/The_best_classifier

Machine learning project: implementation and comparison of several algorithms to classify loan applications from a historical dataset.

Primary LanguageJupyter Notebook

The_best_classifier

Business problem

Predict whether a loan case will be paid off or not given data on previous loans.

Solution strategy

  1. Build classifiers using several machine learning algorithms:
  • k-nearest neighbour;
  • Decision Tree;
  • Support Vector Machine;
  • Logistic regression.
  1. Use accuracy metrics to select best classifier.

Results

The following table summarizes the accuracy metrics obtained for each model (with parameters chosen to maximize accurary but avoid overfitting).

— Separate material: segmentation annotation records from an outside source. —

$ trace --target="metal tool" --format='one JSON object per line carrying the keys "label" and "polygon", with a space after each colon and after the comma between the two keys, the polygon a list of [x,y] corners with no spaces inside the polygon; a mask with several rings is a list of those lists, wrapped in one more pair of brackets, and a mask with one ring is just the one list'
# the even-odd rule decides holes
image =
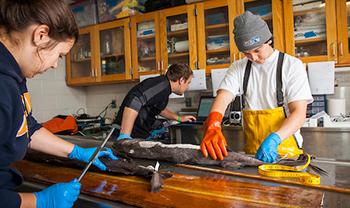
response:
{"label": "metal tool", "polygon": [[98,153],[100,153],[100,151],[103,149],[103,147],[106,145],[107,141],[109,140],[109,138],[112,136],[113,132],[114,132],[115,128],[112,128],[112,130],[109,132],[108,136],[106,137],[106,139],[103,141],[103,143],[96,148],[94,154],[91,156],[90,162],[87,164],[87,166],[84,168],[83,172],[80,174],[78,181],[80,182],[81,179],[84,177],[84,175],[86,174],[87,170],[90,168],[90,166],[92,165],[92,163],[96,160],[96,158],[98,157]]}

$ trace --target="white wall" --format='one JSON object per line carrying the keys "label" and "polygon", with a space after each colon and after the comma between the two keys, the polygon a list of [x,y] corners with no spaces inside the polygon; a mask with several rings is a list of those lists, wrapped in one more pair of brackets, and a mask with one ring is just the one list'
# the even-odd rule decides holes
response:
{"label": "white wall", "polygon": [[86,89],[68,87],[65,69],[65,60],[60,60],[56,69],[27,80],[33,115],[38,122],[59,114],[75,114],[81,107],[86,109]]}

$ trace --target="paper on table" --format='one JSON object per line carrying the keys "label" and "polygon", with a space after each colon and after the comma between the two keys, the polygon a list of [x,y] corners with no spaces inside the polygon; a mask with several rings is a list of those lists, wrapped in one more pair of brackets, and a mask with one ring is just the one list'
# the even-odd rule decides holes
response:
{"label": "paper on table", "polygon": [[[140,82],[142,82],[145,79],[151,78],[151,77],[156,77],[159,76],[159,74],[149,74],[149,75],[141,75],[140,76]],[[171,93],[169,98],[183,98],[185,95],[176,95],[175,93]]]}
{"label": "paper on table", "polygon": [[308,74],[313,95],[334,93],[334,61],[309,63]]}
{"label": "paper on table", "polygon": [[228,68],[225,69],[212,69],[211,70],[211,83],[213,86],[213,96],[216,96],[216,91],[219,89],[219,86],[224,79],[226,75],[226,71]]}
{"label": "paper on table", "polygon": [[188,90],[206,90],[207,83],[205,78],[205,69],[193,70],[193,79]]}

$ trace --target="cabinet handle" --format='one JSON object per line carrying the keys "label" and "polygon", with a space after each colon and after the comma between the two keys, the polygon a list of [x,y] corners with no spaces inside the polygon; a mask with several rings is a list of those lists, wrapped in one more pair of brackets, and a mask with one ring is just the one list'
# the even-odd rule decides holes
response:
{"label": "cabinet handle", "polygon": [[333,43],[331,43],[332,44],[332,56],[334,57],[335,56],[335,44],[334,44],[334,42]]}
{"label": "cabinet handle", "polygon": [[340,52],[340,55],[344,55],[344,51],[343,51],[343,41],[340,41],[339,43],[339,52]]}

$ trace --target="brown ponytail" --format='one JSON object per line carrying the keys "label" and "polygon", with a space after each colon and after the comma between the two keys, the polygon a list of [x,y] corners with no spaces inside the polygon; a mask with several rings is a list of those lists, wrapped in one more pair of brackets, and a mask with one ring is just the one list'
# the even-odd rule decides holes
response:
{"label": "brown ponytail", "polygon": [[7,34],[44,24],[49,27],[49,37],[56,41],[78,39],[78,26],[63,0],[0,0],[0,5],[0,28]]}

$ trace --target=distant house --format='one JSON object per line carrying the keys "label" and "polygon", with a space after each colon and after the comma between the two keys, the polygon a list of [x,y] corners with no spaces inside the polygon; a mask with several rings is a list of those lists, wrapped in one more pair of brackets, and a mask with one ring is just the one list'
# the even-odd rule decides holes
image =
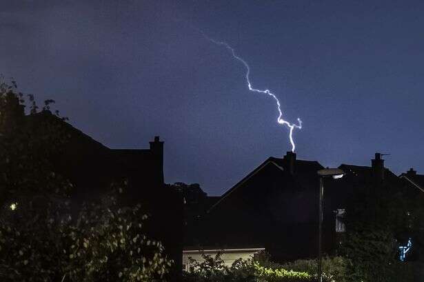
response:
{"label": "distant house", "polygon": [[317,161],[270,157],[204,215],[185,250],[265,248],[276,260],[316,254]]}
{"label": "distant house", "polygon": [[[342,164],[345,175],[325,182],[323,251],[331,253],[346,231],[344,216],[352,199],[364,189],[403,189],[401,179],[384,167],[376,153],[370,166]],[[296,159],[288,152],[270,157],[228,190],[188,234],[183,259],[199,250],[265,248],[277,261],[313,258],[317,254],[319,179],[323,167],[316,161]],[[421,186],[420,186],[421,187]]]}
{"label": "distant house", "polygon": [[183,251],[183,270],[190,272],[194,267],[192,264],[192,260],[197,262],[203,261],[204,255],[215,258],[219,254],[220,258],[224,261],[225,266],[231,266],[238,259],[247,260],[253,259],[261,252],[264,251],[264,248],[252,248],[244,249],[223,249],[223,250],[184,250]]}

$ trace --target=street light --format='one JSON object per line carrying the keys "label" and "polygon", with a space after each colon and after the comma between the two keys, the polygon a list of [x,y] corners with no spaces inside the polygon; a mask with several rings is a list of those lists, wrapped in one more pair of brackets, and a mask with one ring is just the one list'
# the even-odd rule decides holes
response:
{"label": "street light", "polygon": [[322,254],[322,228],[323,228],[323,199],[324,197],[324,178],[339,179],[343,177],[345,172],[340,168],[326,168],[317,172],[319,177],[319,211],[318,221],[318,279],[323,282],[323,254]]}

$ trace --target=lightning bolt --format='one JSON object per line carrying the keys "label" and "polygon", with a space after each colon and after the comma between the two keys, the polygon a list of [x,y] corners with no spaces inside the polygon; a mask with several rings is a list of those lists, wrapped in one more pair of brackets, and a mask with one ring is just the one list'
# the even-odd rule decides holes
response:
{"label": "lightning bolt", "polygon": [[283,119],[283,111],[281,111],[281,104],[280,103],[280,101],[279,101],[279,99],[276,97],[276,96],[275,96],[274,93],[272,93],[271,91],[270,91],[267,89],[261,90],[260,89],[256,89],[252,87],[252,83],[250,82],[250,78],[249,77],[250,74],[250,67],[249,67],[249,65],[245,60],[243,60],[241,57],[239,57],[236,54],[236,50],[234,50],[234,48],[231,47],[226,42],[217,41],[208,37],[206,34],[205,34],[204,32],[201,31],[201,32],[202,35],[203,36],[203,37],[205,37],[207,40],[218,46],[223,46],[225,47],[228,50],[231,52],[232,57],[235,59],[236,59],[237,61],[240,61],[241,63],[243,64],[246,70],[245,78],[246,78],[246,82],[248,83],[248,87],[249,88],[250,91],[257,92],[257,93],[266,94],[271,96],[272,98],[274,98],[274,99],[275,100],[276,103],[277,108],[279,110],[279,117],[277,118],[276,121],[279,123],[279,124],[286,125],[289,128],[289,139],[290,140],[290,143],[292,144],[292,152],[294,152],[296,145],[294,145],[294,141],[293,141],[293,130],[295,128],[297,128],[297,129],[302,128],[302,121],[301,121],[301,119],[299,118],[297,119],[297,122],[298,122],[297,123],[291,123],[288,122],[287,121],[284,120],[284,119]]}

Model Jaccard F1 score Log loss
KNN 0.814286 0.897638 NA
DecisionTree 0.846154 0.916667 NA
SVM 0.814286 0.730934 NA
LogisticRegression 0.814286 0.730934 0.578891

Conclusion

The best model is the Decision Tree. It presented the highest Jaccard and F1 scores, and it predicted less wrong payoffs. Check out its confusion matrix:

image

Obs

This is the Capstone Project of the course Machine Learning with Python, an online non-credit course authorized by IBM Skills Network and offered through Coursera.